Not that it changes much. Those who benefited from those outcomes
can’t be forced to roll back time and change their history, any more than the
victims can be resurrected, allowed to live their normal lives, and perhaps
produce a dynasty of unborn people who might also have changed the world. So we
can only be sorry for what other people did, and hope that enough of us have
learned from history for similar errors of judgement not to be made ever again.
Some hope…
Time, of course, or at least “future time” as well as being
a great healer is also a mass of variables. If you could go back to the dawn of
life on this sad planet and drop the marble of life into the maze of history,
the ball might bounce through different “flip-flop” doors in the maze and
there’s nothing at all which guarantees that you’d get human beings out at the
end of it.
The problem is, however, that if you think about what’s
going on in just one second of this human construct we call “time” and changed
just one tiny aspect of what is happening – BAM!! – right now, the ripples
would be felt throughout future history and perhaps humanity’s marble would go
in a completely different direction as it fell through the “flip-flop thingy”
of eternity.
And then, I suppose we ought to ask how far back must our
apologies go…? English history is stained by the blood of many wrongs
committed, although many “rights” were also achieved because of its dominant
position in the world.

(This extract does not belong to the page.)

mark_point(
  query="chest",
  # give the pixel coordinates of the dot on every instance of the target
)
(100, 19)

Many of our closer neighbours would attest to our brutal
history and some still resent it even in these enlightened times. Much of our
Tudor wealth came from raiding Spanish galleons, although they themselves were
up to no good and it was really the fortunes amassed from their pirate’s
raiding and pillaging that our pirates were stealing.
Of course, the national psyche was shaped by our occupation
by the Romans two thousand years ago, and centuries of living in fear of Viking
raiders, so you could argue that we are who we are because of them and ask you
to re-focus all your requests for apologies in the direction of Italy or
Denmark.
Then again, since 1066, England has essentially been an
occupied nation anyway since the Normans crossed the Channel and nabbed our
country from right under the eye of King Harold, so anything that has happened
since then is pretty much the
fault of the invaders and occupying powers.
In other words, it’s all the fault of the French.
Hmmm… I may be onto something, there… This notion somehow
sits rather well with the English way of life, when you think about it.
Historically, and perhaps sometimes with pretty good reasons, we’ve quite
enjoyed blaming our various European neighbours for many of our ills. Perhaps,
if I were a politician, I might seize this idea and take it up as a rallying
cry, because it would be a popular sentiment even if it does quietly forget
Agincourt and the rather helpful alliances we had with France during the vast
conflicts of the last century.
“Just blame the French!” - getting politicians votes almost
since voting was first thought of…
And there was me hoping that we could learn from history…
Yes - the French... and the Americans.